Em resumo, resta um questionamento: Quem vai pagar a conta? Mais uma vez é a população, em especial as mais pobres e das pequenas cidades, que além de conviver com a precariedade do sistema, certamente terão sua renda comprometida com aumentos constantes nas tarifas de água e ainda um agravante: a precarização da saúde com proliferação de doenças até então erradicadas.

Ter acesso à água potável, coleta e tratamento de esgoto, coleta de lixo e destinação adequada dos resíduos destes, nada mais é que um direito garantido por lei a toda a população brasileira.

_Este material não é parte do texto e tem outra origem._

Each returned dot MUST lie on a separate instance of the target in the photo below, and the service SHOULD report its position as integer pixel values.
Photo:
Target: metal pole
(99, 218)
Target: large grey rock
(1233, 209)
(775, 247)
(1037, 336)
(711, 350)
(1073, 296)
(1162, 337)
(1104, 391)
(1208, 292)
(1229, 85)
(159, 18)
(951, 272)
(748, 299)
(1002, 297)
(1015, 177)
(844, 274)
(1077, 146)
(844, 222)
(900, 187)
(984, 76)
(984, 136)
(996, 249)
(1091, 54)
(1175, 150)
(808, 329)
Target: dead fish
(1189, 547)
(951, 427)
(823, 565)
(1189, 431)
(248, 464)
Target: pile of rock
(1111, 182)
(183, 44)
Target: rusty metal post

Na tentativa de barrar a aprovação desta maldita Medida nos últimos meses, e em todo o País, vêm sendo realizados diversos Atos de Protestos, Audiências Públicas, Reuniões com Autoridades, Parlamentares tanto na Câmara Federal, quanto no Congresso Nacional, no intuito de demonstrar a estes, a preocupação da sociedade organizada e da população em geral, o quanto essa Medida Provisória irá comprometer o progresso e o desenvolvimento do País, a vida, saúde e o bem estar de seus habitantes.

O que você pode fazer e como ajudar na defesa de um serviço público e acessível para todos?

Foi criada uma campanha contra a aprovação da MP 844/18.

É simples! Basta enviar automaticamente mensagens aos parlamentares (Deputados Estaduais e Senadores) de seu Estado. Clique aqui, e quando a página abrir, basta preencher o formulário com seu e-mail e o Estado em que reside. Depois, é só clicar em ENVIAR.

Pronto! Seu manifesto contrário à MP seguirá para os parlamentares que, ao que esperamos, estarão lá para realmente representar seu Estado e os interesses da população.

Nos próximos dias vamos falar mais deste assunto, abordando mais detalhadamente todos os pontos desta medida e dos seus prejuízos para todo o povo brasileiro.

Deveremos no mobilizar agora, ou num futuro muito próximo, iremos amargar os prejuízos causados por mais este disparate.